I wonder if the same is not true for mental illness in all its forms. There’s a reason we do all these self-destructive things and with such great pride and defensiveness. It’s the American way, yo, and who else is on never-ending mission to prove worthy of our imposed citizenry if not people of African descent? We forget that the American way was not conceived with our success in mind. It’s precisely that we forget we sure as hell act in ways that prove that very point.

It never fails to shock me how the history of our cultural production in this nation often replays the trope of the geeks gone cool only to be undone for attempting to keep a social contract they were forced to make by those who are far more powerful than they are.  We begin at the margins, a necessary but underappreciated strata of the socio-economic structure. The dominant class needs us for its own survival but doesn’t recognize our humanity never mind respect our greatness. Yet we manage decade after decade, generation after generation, era after era, to fashion that marginalization into something phenomenal. We don’t do it with a calculated desire or decision to win over the haters. We do it to remember and assert who we really are in the face of their domination. We do it simply because great is who we are.

Then the haters get wind of our genius and want to be down. They want to capitalize spiritually as well as economically because domination has its psychic limits. (Although most are too busy dominating to be conscious of this otherwise they might evolve to more organic and effective strategies toward abiding fulfillment.) The haters finally see us, and so powerful is their recognition, we develop amnesia.
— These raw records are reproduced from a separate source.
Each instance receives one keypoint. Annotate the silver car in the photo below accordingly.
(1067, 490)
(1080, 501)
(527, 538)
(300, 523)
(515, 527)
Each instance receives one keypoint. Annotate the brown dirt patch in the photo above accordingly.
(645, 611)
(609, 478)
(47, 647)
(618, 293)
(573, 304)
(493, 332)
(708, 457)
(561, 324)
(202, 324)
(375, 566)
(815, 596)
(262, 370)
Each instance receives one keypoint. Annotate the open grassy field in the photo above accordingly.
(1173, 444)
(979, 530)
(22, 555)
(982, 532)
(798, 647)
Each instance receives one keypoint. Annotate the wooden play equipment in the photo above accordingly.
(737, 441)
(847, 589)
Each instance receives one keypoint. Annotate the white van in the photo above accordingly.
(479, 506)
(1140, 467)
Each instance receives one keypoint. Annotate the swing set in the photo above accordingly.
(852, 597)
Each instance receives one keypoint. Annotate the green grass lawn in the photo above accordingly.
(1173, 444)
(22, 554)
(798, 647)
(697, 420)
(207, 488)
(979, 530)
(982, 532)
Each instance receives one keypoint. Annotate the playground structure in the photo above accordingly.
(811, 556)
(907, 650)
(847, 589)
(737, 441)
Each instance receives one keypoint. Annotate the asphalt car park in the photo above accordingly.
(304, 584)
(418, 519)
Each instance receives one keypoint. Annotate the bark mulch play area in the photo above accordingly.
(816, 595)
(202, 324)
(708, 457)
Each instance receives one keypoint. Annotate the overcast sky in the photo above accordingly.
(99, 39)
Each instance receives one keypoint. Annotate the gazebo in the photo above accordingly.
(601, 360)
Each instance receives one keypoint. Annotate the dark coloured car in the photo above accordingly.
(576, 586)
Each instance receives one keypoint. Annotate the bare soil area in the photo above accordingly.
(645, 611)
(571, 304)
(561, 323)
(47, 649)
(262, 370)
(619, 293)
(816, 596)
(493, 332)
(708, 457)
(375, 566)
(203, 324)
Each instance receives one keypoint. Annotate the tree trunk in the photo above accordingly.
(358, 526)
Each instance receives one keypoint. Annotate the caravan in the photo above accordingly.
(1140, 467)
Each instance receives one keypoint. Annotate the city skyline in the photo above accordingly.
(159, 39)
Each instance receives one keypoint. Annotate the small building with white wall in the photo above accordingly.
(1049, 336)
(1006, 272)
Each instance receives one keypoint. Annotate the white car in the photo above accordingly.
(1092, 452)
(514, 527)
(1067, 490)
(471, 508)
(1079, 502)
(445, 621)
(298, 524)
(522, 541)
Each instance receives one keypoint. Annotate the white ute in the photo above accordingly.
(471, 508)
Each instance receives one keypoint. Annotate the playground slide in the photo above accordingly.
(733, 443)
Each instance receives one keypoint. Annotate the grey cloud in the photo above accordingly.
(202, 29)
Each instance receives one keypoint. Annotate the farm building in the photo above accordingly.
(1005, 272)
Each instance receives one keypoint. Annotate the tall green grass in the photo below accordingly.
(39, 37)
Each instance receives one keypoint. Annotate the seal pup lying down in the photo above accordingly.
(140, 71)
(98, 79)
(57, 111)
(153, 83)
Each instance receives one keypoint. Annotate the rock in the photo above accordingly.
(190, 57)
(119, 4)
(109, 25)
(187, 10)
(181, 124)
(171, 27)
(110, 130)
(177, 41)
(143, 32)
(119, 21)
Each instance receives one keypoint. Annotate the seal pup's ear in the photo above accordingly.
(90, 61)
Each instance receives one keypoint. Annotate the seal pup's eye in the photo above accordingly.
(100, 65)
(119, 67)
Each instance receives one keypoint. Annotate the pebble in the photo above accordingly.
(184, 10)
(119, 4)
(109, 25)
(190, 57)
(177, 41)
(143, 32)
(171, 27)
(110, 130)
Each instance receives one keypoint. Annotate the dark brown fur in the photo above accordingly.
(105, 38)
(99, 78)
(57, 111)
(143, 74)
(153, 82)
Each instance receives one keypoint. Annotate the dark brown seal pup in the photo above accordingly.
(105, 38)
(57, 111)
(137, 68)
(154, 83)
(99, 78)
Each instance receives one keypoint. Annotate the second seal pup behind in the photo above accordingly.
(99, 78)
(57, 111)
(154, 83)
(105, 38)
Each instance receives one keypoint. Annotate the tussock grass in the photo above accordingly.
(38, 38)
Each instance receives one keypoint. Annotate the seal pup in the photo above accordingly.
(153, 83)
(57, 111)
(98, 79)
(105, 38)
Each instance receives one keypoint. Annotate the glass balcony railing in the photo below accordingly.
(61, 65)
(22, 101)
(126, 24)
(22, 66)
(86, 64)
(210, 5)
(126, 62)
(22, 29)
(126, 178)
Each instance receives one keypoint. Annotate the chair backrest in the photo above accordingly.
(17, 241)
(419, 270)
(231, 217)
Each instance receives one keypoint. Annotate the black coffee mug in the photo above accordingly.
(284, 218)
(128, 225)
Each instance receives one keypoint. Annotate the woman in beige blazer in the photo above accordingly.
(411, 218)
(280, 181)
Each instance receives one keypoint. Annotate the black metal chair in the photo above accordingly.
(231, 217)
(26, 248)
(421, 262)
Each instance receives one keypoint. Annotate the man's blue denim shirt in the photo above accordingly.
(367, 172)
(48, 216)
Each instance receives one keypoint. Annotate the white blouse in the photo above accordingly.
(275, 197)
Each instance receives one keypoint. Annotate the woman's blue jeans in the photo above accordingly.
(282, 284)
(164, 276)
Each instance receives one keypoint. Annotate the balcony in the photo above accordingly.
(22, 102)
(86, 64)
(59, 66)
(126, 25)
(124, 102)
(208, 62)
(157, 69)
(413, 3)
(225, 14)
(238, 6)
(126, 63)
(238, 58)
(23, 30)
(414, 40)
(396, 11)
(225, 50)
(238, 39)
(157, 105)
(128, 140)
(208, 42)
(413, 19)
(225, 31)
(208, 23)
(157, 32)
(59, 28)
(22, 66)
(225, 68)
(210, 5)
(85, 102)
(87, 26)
We forget that we did not come to this table of our own will and say, “I want to play!” And like the geeks who finally get invited to the cool kids’ party, we run hard to stay in place. We mimic their present of consumptive excess as if we had their past of unearned privilege. Some of us even take a page from their domination playbook and eat each other.

The irony is that it is only the most fortunate of us who survive long enough to experience that psychic cost of domination and privilege. The pain, however, is far more excruciating because our privilege was actually earned and yet resolves nothing. It was never meant to we learn only now that we are so far removed from our natural, effective methods of self-healing as individuals and in community. Because we have lost sight of the joy of creating for its own sake, because we have forgotten the power of caring only what we think of ourselves, because we have internalized forms of medication that don’t even cure its creators, we come to realize perhaps too late that this is the real reason why we can’t have nice things and then feel powerless to do anything about it.

But first things first. Let’s admit to ourselves then one another how deathly afraid we are of being still and sober. Before we attempt to hush, patronize or ignore people who are fighting for lives of meaning despite mental illness, each of us must take inventory of our own behavior and honestly ask ourselves just how healthy are our coping mechanisms of choice despite how commonplace they may be. We must allow each other to confess that the darkness reminds us that we have chosen to play games that we were never intended to win and the occasional prizes we gain along the way may not be worth the struggle. Where anyone of us stands on the issue of whether this game is capable of changing or worthy of playing is irrelevant really. Left, right, center, we all agree that things cannot remain as they are. We might as well agree that self-care is as necessary as breathing, and that the breaths we most desperately need to take must come with words that break the silence over mental illness and its culturally sanctioned masks.

“Caring for myself is not self-indulgence,” said Audre Lorde, “it is self-preservation and that is an act of political warfare.”